L’idée était amusante : faire de Falstaff un coq se pavanant au milieu de sa basse-cour, en conflit avec d’autres coqs, et entouré de poules et autres volatiles, de deux chats et d’un âne. On retrouvait ainsi un personnage parlant à toutes les génération, du Chantecler d’Edmond Rostand à Rock-O-Rico de Don Bluth, en passant par l’irrésistible Charlie le Coq (Foghorn Leghorn en version originale) de Robert McKimson. Malheureusement, comme l’a bien noté Elisabeth Bouillon (voir son compte rendu des représentations de 2010 à Monte Carlo), les personnages shakespeariens reprennent vite le dessus sur les animaux zoomorphes. D’autant que la mise en scène de Jean-Louis Grinda manque de précision et de dirigisme, notamment en ce qui concerne la connivence entre les commères, souvent trop éparpillées sur scène, et dans la scène finale où Ford ne peut pas ne pas reconnaître Bardolfo aux côtés de Cajus, ni sa fille près de Fenton ! Les grands livres de Rudy Sabounghi, qui se déplacent au gré de l’action tout en précisant les lieux ne sont pas quelque chose de nouveau, mais permettent des changements de décor très rapides. Les magnifiques costumes d’animaux de Jorge Jara ne sont guère plus nouveaux (on se souvient des Peines de cœur d’une chatte anglaise par le Groupe TSE), mais il manque ici les masques, peut-être difficilement compatibles avec l’art lyrique. Donc les décors et les costumes, aussi originaux et beaux soient-ils, ne suffisent pas à recentrer le propos.
Côté musical, Falstaff est loin d’être une partition facile. Depuis Toscanini, celle-ci est néanmoins plutôt bien défendue par des chefs et des orchestres aguerris, qui en général répètent le temps qu’il faut pour arriver à un bon niveau de rapidité, de légèreté et de mise en place. Ce soir, malgré les efforts et la qualité de direction de Roberto Rizzi-Brignoli, les décalages entre la fosse et le plateau sont fréquents, et l’humour musical aérien et pétillant de Verdi n’est pas toujours parfaitement rendu. On a l’impression, tant sur le plateau que dans la fosse, qu’il manque une bonne semaine de répétitions.
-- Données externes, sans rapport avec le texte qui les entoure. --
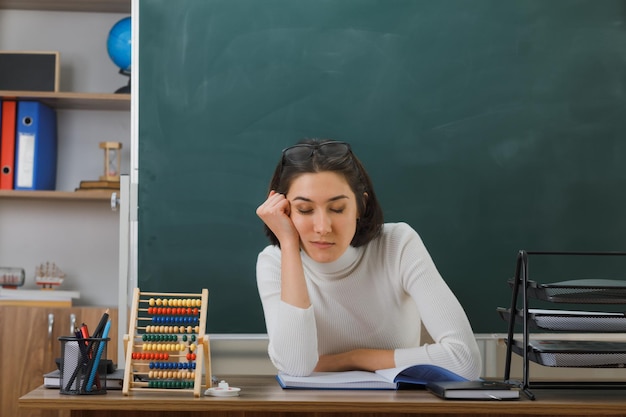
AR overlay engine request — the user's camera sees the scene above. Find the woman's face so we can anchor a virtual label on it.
[287,171,358,262]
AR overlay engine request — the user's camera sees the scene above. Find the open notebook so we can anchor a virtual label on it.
[276,365,467,390]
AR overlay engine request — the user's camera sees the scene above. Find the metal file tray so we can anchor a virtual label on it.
[509,279,626,304]
[497,307,626,333]
[512,340,626,368]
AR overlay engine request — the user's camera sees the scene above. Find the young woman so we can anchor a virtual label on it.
[257,140,481,379]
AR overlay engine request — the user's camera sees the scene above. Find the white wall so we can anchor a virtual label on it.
[0,10,130,306]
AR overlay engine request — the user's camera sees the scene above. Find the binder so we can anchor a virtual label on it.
[15,101,57,190]
[0,100,17,190]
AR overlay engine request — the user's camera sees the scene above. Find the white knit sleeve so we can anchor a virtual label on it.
[256,247,319,376]
[395,225,482,379]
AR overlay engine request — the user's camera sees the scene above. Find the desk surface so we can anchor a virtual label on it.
[19,376,626,416]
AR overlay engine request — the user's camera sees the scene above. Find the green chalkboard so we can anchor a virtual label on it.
[137,0,626,333]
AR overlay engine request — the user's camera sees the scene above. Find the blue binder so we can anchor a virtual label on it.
[14,101,57,190]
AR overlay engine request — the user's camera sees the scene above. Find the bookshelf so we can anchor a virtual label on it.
[0,0,130,14]
[0,0,131,417]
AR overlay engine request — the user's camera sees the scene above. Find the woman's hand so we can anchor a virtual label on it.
[256,190,300,246]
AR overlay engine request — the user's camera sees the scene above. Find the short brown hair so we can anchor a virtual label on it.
[265,139,384,247]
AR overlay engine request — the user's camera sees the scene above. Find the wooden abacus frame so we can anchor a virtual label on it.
[122,288,212,397]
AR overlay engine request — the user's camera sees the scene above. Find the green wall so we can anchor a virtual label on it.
[138,0,626,333]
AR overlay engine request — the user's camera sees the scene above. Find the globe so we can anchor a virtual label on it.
[107,16,131,72]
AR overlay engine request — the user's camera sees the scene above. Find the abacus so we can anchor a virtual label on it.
[122,288,211,397]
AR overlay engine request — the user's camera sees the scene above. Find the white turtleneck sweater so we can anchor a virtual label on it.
[256,223,481,379]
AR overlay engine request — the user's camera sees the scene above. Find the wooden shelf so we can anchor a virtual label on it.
[0,90,130,111]
[0,190,120,201]
[0,0,131,14]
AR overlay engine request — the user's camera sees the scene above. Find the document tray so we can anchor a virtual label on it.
[508,278,626,304]
[512,340,626,368]
[497,307,626,333]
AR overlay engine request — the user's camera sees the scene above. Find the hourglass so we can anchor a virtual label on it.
[100,142,122,181]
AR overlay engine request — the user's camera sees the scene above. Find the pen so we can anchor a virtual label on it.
[85,313,111,392]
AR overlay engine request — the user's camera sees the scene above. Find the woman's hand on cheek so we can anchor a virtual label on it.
[256,190,300,245]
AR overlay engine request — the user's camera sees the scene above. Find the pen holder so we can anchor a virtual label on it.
[59,336,110,395]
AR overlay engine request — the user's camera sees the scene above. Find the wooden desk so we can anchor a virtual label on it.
[19,376,626,417]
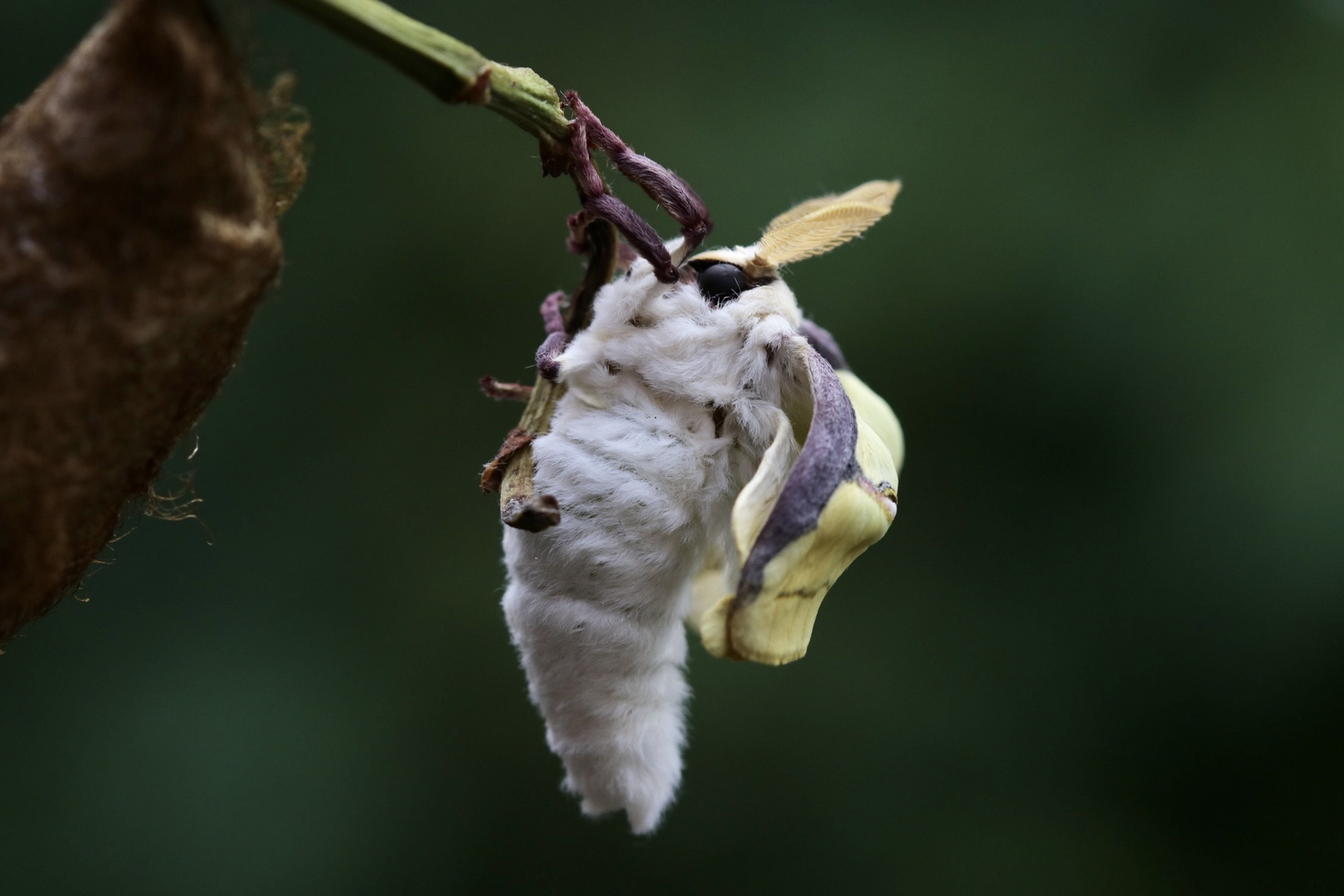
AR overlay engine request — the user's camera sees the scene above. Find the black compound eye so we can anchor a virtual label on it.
[699,262,748,308]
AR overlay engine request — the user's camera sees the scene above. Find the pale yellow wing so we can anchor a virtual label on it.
[699,343,899,665]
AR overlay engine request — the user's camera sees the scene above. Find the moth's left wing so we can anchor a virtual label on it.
[700,337,899,665]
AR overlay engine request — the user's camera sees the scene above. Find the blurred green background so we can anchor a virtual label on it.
[0,0,1344,894]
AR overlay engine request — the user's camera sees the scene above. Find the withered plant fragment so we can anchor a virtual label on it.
[0,0,304,644]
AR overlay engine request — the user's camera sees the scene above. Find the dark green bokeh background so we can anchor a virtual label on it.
[0,0,1344,894]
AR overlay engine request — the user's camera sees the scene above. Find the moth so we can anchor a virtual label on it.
[503,182,904,833]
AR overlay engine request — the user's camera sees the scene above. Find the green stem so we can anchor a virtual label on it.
[275,0,570,155]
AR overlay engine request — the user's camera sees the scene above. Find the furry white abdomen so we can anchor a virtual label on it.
[504,389,733,833]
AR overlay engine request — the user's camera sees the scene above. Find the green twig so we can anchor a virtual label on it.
[275,0,570,164]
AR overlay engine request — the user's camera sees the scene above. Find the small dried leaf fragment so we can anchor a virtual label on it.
[0,0,304,645]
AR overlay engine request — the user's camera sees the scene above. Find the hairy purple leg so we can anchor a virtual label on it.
[564,90,713,252]
[542,289,567,336]
[568,109,677,284]
[536,289,570,382]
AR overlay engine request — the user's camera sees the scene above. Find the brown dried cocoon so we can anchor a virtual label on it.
[0,0,303,645]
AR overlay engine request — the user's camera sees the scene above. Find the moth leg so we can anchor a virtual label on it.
[564,90,713,254]
[568,109,677,284]
[536,289,570,382]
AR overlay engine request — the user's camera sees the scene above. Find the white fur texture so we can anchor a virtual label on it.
[504,250,802,833]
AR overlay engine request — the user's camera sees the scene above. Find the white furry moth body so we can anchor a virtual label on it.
[504,182,903,833]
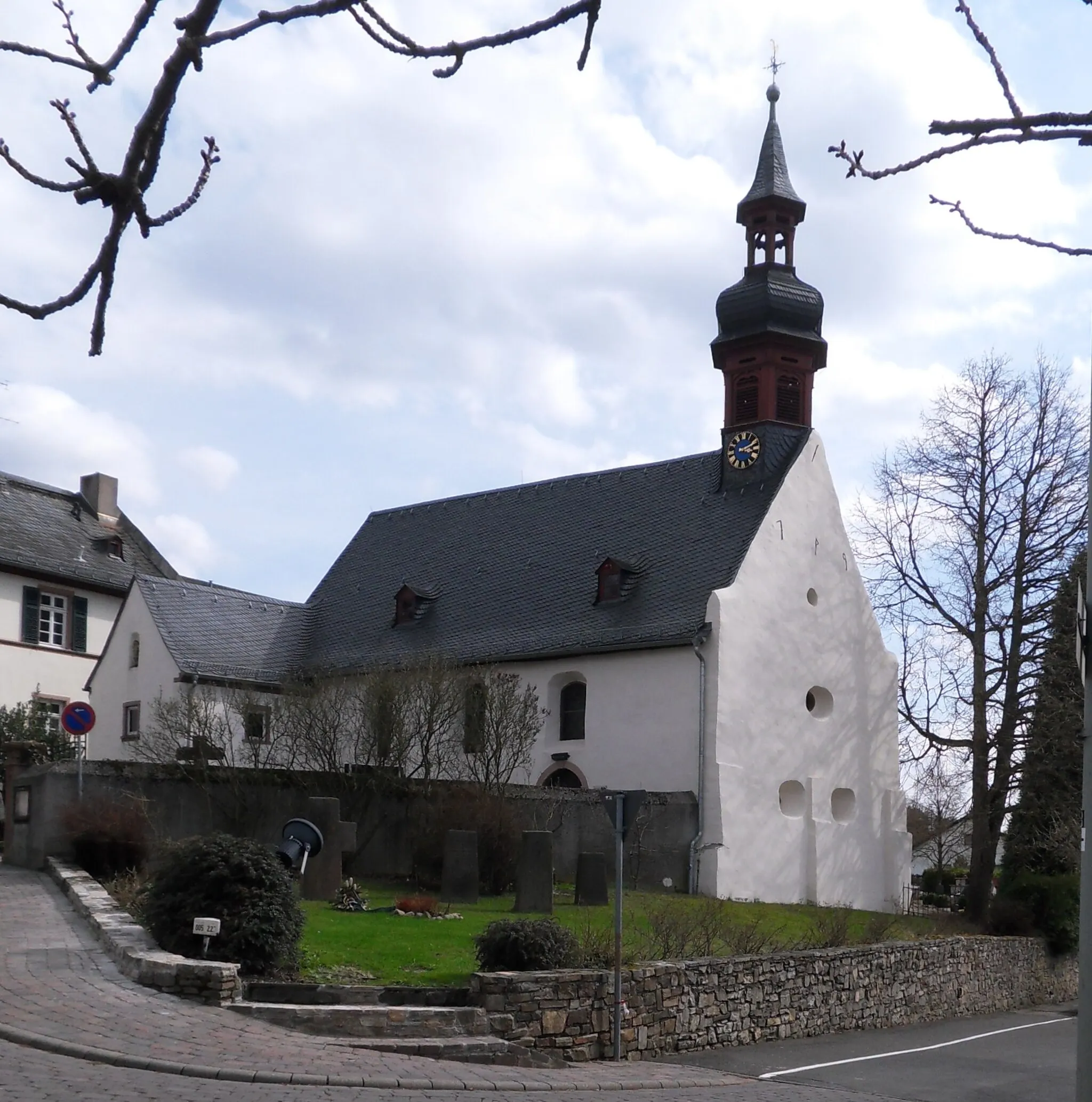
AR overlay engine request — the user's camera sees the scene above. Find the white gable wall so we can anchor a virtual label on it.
[84,585,179,761]
[0,571,121,707]
[700,434,910,909]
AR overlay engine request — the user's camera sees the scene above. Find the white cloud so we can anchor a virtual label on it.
[179,444,239,490]
[0,0,1092,592]
[146,514,219,578]
[0,382,159,508]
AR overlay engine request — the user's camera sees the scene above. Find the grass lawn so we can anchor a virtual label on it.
[301,882,956,986]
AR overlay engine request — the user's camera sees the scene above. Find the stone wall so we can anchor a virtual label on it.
[470,937,1077,1060]
[4,762,697,888]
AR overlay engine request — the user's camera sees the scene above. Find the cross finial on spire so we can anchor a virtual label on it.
[766,38,785,83]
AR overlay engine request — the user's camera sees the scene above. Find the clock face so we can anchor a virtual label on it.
[728,432,762,470]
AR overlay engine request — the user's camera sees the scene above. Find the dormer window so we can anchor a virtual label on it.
[391,582,436,627]
[595,558,637,605]
[395,585,417,627]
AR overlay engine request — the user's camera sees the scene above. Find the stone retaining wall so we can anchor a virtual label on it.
[46,857,243,1006]
[470,937,1077,1060]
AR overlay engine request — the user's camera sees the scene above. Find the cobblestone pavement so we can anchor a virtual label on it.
[0,864,749,1102]
[0,1041,884,1102]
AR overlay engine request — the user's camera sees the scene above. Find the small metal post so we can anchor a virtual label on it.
[614,792,626,1060]
[1077,355,1092,1102]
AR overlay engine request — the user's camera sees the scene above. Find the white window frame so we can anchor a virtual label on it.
[121,700,140,742]
[37,589,71,650]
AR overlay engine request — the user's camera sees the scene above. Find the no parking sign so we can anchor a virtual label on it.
[61,700,95,735]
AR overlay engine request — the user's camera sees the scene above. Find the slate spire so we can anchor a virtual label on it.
[712,84,826,432]
[736,84,807,222]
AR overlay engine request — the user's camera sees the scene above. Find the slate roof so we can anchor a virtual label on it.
[0,472,178,594]
[307,423,811,670]
[134,578,310,684]
[737,85,807,221]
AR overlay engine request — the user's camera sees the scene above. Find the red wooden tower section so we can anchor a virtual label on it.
[712,84,826,429]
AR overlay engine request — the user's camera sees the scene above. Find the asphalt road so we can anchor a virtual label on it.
[667,1007,1077,1102]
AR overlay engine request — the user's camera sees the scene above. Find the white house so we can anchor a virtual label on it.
[83,87,910,909]
[0,473,175,745]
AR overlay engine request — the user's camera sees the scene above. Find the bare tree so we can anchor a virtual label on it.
[856,355,1088,919]
[452,669,547,796]
[0,0,601,356]
[913,752,970,868]
[829,0,1092,257]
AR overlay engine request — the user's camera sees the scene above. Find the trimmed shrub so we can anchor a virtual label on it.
[474,918,577,972]
[995,873,1081,955]
[61,797,150,881]
[144,834,303,975]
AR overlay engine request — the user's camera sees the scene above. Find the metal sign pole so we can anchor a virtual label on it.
[614,792,626,1060]
[1077,359,1092,1102]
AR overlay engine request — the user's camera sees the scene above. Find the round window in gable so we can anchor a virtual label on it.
[831,788,857,823]
[804,685,834,720]
[777,780,808,819]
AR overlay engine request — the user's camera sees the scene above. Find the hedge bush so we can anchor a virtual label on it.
[474,918,576,972]
[997,873,1081,954]
[144,834,303,975]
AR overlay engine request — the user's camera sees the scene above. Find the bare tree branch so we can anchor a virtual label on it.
[929,195,1092,257]
[956,0,1024,119]
[349,0,600,78]
[0,0,608,356]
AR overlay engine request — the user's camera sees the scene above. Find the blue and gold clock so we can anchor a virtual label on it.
[727,432,762,470]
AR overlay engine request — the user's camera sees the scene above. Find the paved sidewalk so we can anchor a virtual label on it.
[0,864,746,1095]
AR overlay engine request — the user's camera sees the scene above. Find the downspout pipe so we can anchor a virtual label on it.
[686,620,713,895]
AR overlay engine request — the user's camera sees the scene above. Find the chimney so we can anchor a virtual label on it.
[79,472,121,523]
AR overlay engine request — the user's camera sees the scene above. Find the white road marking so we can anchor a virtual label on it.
[758,1016,1077,1079]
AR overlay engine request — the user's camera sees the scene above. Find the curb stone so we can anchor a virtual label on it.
[0,1024,736,1092]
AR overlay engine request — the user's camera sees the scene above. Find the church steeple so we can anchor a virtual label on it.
[712,84,826,430]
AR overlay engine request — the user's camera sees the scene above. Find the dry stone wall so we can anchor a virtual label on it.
[470,937,1077,1060]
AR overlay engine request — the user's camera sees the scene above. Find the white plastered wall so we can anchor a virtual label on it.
[501,643,698,791]
[0,571,121,707]
[700,433,910,911]
[85,585,179,761]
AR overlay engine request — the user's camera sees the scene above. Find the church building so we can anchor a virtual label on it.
[88,85,910,911]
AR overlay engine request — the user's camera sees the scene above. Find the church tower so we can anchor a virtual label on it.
[712,84,826,436]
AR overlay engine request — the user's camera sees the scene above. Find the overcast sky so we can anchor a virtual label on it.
[0,0,1092,598]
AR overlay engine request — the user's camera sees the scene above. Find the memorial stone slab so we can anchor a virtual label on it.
[576,853,608,907]
[440,830,478,903]
[513,830,553,915]
[301,796,356,900]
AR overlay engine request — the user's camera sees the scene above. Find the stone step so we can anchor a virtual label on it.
[349,1037,572,1069]
[228,1001,489,1040]
[243,980,470,1006]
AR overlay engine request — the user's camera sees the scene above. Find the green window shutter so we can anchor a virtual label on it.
[23,585,37,645]
[71,597,87,654]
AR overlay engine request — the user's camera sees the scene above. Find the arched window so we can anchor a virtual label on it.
[560,681,587,742]
[777,374,800,424]
[736,374,758,423]
[542,768,584,788]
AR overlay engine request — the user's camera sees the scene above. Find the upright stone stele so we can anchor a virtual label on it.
[576,853,608,907]
[301,796,356,900]
[440,830,478,903]
[513,830,553,915]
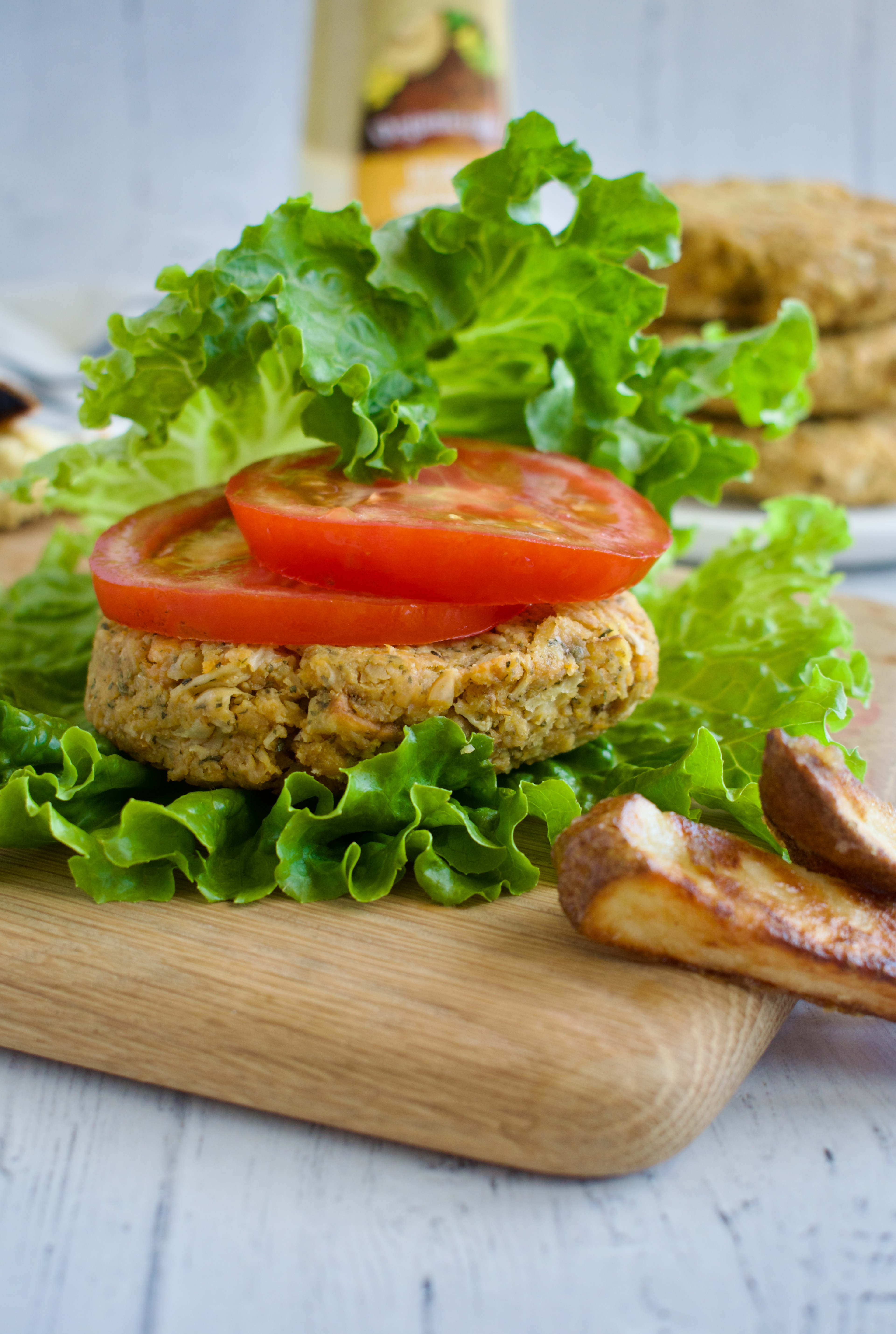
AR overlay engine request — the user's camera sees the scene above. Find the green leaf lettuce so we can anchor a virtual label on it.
[7,112,815,531]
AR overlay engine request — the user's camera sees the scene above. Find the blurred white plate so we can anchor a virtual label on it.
[672,500,896,570]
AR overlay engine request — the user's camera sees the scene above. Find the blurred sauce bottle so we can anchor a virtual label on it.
[303,0,509,227]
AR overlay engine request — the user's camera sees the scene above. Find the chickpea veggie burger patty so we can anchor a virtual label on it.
[85,592,659,787]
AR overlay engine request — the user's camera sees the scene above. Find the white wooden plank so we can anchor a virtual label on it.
[0,1006,896,1334]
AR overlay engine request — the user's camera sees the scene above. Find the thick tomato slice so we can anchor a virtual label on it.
[227,440,671,603]
[91,487,521,646]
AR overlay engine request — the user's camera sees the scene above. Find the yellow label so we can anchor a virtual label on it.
[357,139,489,227]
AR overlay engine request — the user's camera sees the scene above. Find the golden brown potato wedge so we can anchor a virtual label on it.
[553,795,896,1019]
[759,728,896,898]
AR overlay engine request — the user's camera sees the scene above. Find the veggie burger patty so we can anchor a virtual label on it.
[85,592,659,788]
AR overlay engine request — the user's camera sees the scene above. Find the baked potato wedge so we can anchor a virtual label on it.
[553,794,896,1019]
[759,728,896,898]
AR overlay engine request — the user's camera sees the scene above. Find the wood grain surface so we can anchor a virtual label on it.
[0,579,896,1176]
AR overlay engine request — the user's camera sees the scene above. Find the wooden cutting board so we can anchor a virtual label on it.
[0,542,896,1176]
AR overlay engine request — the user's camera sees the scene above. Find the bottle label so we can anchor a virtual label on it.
[359,9,504,227]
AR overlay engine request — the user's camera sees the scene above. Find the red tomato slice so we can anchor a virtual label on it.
[227,440,671,603]
[91,487,521,646]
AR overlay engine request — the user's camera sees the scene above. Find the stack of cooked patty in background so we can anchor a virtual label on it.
[652,180,896,506]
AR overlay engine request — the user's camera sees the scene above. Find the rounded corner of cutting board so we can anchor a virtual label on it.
[0,852,789,1176]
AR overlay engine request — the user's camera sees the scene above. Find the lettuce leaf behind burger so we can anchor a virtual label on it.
[0,497,869,903]
[15,112,816,531]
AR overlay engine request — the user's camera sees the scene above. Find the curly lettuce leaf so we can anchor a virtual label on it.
[0,497,869,903]
[0,527,100,722]
[5,112,815,530]
[513,496,871,851]
[0,720,539,904]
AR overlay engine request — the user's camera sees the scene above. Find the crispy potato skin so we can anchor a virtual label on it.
[759,728,896,899]
[553,794,896,1019]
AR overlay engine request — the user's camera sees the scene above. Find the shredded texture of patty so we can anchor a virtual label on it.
[652,179,896,329]
[716,408,896,504]
[84,592,659,788]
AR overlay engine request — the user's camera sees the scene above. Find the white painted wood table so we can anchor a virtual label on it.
[0,571,896,1334]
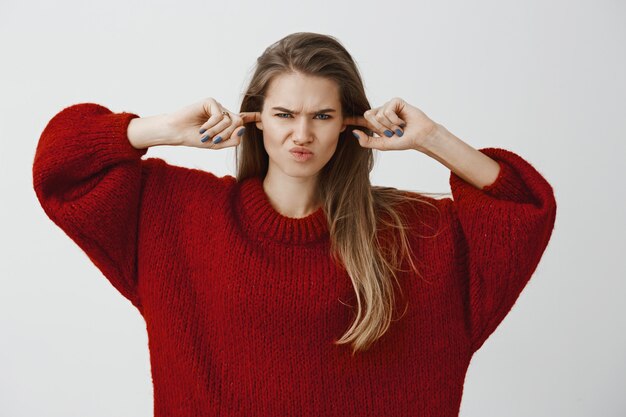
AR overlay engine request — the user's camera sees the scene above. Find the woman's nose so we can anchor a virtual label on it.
[293,118,313,142]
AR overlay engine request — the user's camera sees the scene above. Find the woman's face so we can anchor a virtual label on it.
[256,73,346,177]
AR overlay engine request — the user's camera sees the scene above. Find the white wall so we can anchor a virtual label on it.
[0,0,626,417]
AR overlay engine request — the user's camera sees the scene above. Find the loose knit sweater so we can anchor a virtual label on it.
[33,103,556,417]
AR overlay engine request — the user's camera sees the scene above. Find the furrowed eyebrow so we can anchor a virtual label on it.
[272,107,336,114]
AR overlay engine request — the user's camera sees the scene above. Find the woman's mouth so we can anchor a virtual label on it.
[289,151,313,162]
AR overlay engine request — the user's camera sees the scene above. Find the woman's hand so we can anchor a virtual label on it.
[344,97,438,151]
[167,97,260,149]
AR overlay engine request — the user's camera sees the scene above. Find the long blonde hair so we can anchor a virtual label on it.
[235,32,440,355]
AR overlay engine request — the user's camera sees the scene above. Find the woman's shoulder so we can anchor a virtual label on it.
[142,157,237,195]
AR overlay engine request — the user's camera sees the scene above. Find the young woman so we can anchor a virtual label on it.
[33,33,556,417]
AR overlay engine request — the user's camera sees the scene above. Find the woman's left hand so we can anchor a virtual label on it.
[344,97,438,151]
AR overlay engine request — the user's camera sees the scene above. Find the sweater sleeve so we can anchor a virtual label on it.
[450,148,556,352]
[32,103,147,311]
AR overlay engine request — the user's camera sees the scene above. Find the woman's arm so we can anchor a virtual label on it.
[416,123,500,190]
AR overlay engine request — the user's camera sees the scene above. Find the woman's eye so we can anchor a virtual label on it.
[276,113,331,120]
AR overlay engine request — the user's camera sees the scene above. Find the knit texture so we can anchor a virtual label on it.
[33,103,556,417]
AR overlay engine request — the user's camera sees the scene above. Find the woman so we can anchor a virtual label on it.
[33,33,556,417]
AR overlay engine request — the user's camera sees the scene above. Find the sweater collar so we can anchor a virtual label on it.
[236,177,328,244]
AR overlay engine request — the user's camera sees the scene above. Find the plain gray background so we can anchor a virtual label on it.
[0,0,626,417]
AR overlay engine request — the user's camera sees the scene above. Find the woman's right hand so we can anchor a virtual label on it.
[167,97,260,149]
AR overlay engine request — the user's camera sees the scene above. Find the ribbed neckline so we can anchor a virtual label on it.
[236,177,328,244]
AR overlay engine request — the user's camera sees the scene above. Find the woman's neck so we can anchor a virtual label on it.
[263,172,321,218]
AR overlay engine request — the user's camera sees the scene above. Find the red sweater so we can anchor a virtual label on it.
[33,103,556,417]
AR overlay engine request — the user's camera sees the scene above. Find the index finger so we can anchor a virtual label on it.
[343,116,370,127]
[239,111,261,123]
Depuis la création du spectacle, la distribution a été entièrement modifiée, à l’exception de la titulaire du rôle de Nannetta. Or il s’agit certainement là de la seule erreur d’attribution de rôle : le physique et la voix – au demeurant excellents – de Valérie Condoluci sont ceux d’une soubrette d’opérette viennoise, mais pas de Nannetta. Une remarque un peu similaire peut s’appliquer à Gilles Ragon, à qui on pourrait préférer un plus fort ténor pour le rôle de Cajus, mais dont la prestation est néanmoins excellente. Le couple des Ford (Armando Noguera et Isabelle Cals) est quant à lui en tous points remarquable : le premier entraîne la gens masculine avec assurance, et distille l’air de la jalousie du deuxième acte dans la grande tradition ; la seconde est une parfaite commère, aussi à l’aise dans les trilles que dans le legato, et jouant le rôle avec brio, accompagnée d’une Mrs Quickly de qualité (Elodie Mechain) et d’une Meg un peu effacée vocalement (Marie Lenormand). Le Fenton de Julien Dran est tout d’un bloc mais bien chanté, et Bardolfo et Pistola (Carl Ghazarossian et Eric Martin-Bonnet) assurent correctement leur rôle. Reste le Falstaff d’Olivier Grand. Il a certainement les moyens du rôle, mais est loin d’en avoir fouillé tous les recoins psychologiques. Son interprétation vocale, parfois trop puissante par rapport à celle de certains de ses partenaires, est plutôt monolithique et manque de finesse, de rondeur et de demi-teintes. L’air du début du troisième acte est tout à fait révélateur de la difficulté qu’a l’interprète à aborder la grande déclamation lyrique, et à rendre la profonde humanité du personnage. Et l’on regrette par ailleurs quelques défauts de justesse et des approximations dans les ensembles. Certainement une prise de rôle qui aurait demandé un peu plus de maturation.